J Clin Oncol. 2010 Jun 10;28(17):2868-73. doi: 10.1200/JCO.2009.24.5001. Epub 2010 May 10.

Abstract

Purpose: The aim of this study was to determine the prognostic significance of lymph node micrometastases in patients with breast cancer.

Patients and methods: Between September 2000 and January 2004, 3,369 patients with breast cancer were included in a prospective cohort. According to their lymph node status, they were classified in the following four groups: 2,383 were node negative, 107 had isolated tumor cells, 123 had micrometastases, and 756 had macrometastases. Median follow-up time was 52 months. Kaplan-Meier estimates and the multivariate Cox proportional hazard regression model were used to analyze survival.

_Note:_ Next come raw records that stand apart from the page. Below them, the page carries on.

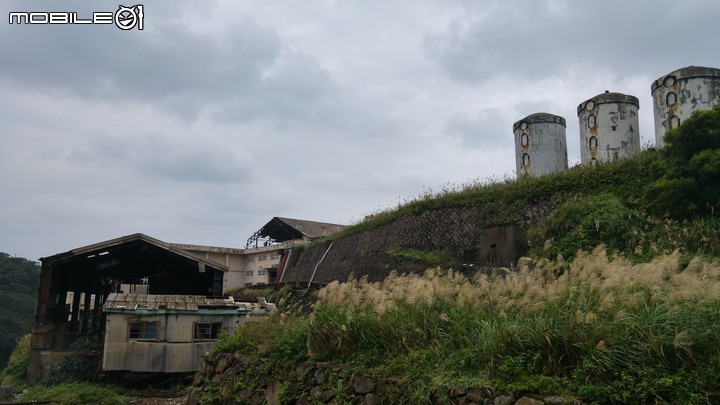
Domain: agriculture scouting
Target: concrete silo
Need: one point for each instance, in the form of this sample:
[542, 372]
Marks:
[540, 145]
[677, 94]
[608, 128]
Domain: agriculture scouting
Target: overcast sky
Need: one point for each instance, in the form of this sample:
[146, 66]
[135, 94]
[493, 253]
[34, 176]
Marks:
[218, 116]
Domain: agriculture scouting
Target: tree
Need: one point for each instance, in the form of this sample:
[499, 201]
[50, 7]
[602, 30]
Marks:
[18, 288]
[690, 184]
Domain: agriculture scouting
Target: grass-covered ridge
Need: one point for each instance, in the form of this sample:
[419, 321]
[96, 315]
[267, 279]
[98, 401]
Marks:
[601, 329]
[635, 321]
[656, 202]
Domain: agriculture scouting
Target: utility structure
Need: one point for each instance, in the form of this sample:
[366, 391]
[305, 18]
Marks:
[608, 128]
[540, 145]
[679, 93]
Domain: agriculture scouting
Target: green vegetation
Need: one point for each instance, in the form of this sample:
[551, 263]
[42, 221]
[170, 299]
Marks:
[635, 321]
[429, 258]
[18, 287]
[604, 331]
[688, 183]
[15, 372]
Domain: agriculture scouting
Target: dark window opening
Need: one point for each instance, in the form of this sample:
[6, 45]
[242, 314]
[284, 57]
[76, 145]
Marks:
[144, 330]
[207, 330]
[592, 143]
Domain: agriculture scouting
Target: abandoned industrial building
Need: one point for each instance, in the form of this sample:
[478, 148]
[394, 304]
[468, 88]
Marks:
[125, 290]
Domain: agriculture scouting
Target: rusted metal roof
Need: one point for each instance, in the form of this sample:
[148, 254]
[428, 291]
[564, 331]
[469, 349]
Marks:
[281, 229]
[91, 251]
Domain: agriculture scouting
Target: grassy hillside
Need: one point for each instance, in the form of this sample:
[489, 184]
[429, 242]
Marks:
[18, 287]
[657, 202]
[619, 302]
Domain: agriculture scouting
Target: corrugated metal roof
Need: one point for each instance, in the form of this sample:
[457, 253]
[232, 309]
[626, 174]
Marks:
[172, 302]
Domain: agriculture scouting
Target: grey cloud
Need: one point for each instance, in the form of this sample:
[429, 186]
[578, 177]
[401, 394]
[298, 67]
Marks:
[553, 38]
[168, 62]
[173, 158]
[482, 129]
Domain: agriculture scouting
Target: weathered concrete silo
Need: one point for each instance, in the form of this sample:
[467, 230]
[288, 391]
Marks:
[677, 94]
[540, 145]
[608, 128]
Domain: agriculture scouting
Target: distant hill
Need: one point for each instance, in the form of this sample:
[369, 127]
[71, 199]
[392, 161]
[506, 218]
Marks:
[18, 289]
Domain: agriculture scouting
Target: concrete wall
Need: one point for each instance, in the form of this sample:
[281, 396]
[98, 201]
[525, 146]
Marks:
[609, 128]
[540, 145]
[175, 351]
[463, 233]
[241, 262]
[679, 93]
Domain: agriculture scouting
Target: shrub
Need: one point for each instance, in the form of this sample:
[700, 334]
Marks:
[585, 222]
[14, 373]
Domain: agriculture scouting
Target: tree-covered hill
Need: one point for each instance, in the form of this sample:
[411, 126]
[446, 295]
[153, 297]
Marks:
[18, 289]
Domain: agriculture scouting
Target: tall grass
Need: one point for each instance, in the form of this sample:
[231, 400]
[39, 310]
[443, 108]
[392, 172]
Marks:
[600, 327]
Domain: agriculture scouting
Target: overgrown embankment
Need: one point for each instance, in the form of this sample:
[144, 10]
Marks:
[600, 329]
[636, 321]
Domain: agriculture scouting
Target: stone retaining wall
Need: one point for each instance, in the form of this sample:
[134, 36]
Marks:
[234, 378]
[465, 234]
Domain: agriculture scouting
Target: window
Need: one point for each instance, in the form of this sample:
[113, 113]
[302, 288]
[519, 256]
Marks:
[142, 330]
[207, 330]
[591, 121]
[592, 143]
[674, 122]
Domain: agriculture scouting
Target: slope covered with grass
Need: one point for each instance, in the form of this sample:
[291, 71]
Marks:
[619, 301]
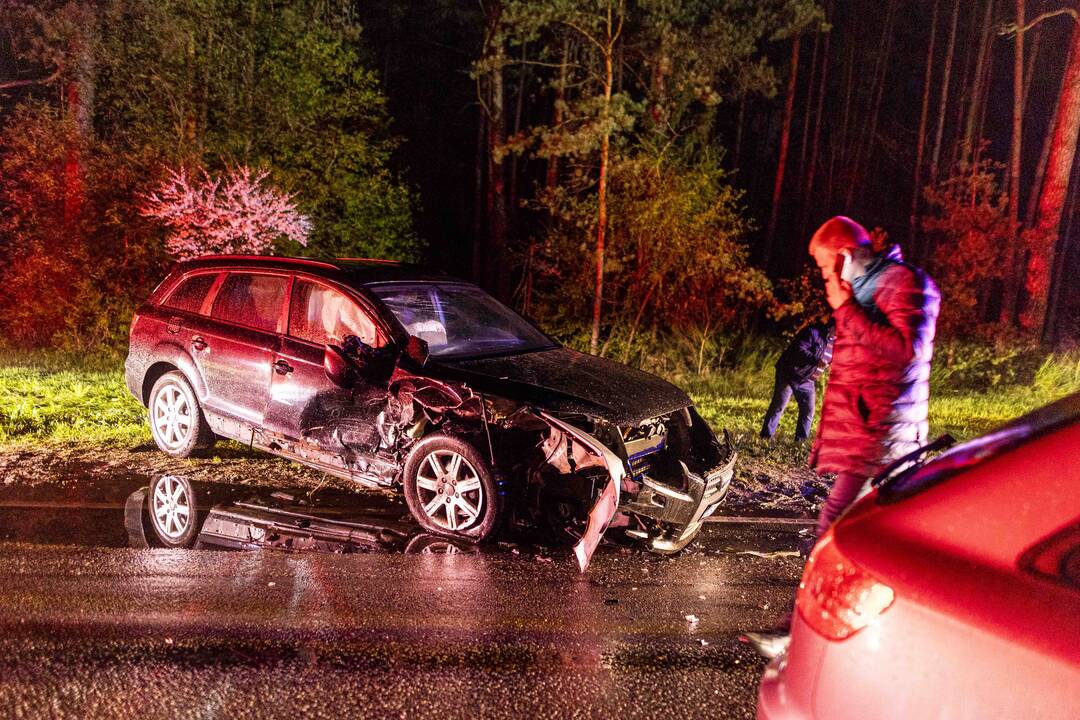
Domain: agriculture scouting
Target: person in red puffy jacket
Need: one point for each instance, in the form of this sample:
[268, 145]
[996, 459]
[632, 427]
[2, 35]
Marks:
[876, 402]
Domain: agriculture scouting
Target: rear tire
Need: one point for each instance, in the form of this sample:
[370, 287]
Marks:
[174, 517]
[450, 489]
[176, 419]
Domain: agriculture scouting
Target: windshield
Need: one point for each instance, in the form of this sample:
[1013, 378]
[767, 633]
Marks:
[458, 320]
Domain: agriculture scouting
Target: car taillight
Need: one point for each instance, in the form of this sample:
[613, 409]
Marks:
[836, 597]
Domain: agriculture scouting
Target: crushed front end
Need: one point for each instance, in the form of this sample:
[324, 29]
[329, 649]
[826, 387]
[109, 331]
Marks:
[678, 476]
[663, 476]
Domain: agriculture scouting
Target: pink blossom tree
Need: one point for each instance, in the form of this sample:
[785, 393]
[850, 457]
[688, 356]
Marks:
[237, 213]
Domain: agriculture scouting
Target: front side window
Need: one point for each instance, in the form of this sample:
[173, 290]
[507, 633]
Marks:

Results: Five-year cause-specific and event-free survival rates were lower for patients with micrometastases (pN1mi) than for node-negative (pN0) patients (94.1% v 96.9% and 79.6% v 87.1%, respectively; P = .020 and P = .032, respectively). There was no significant survival difference between node-negative patients and those with isolated tumor cells. The overall survival of pN1mi and pN0 patients did not differ.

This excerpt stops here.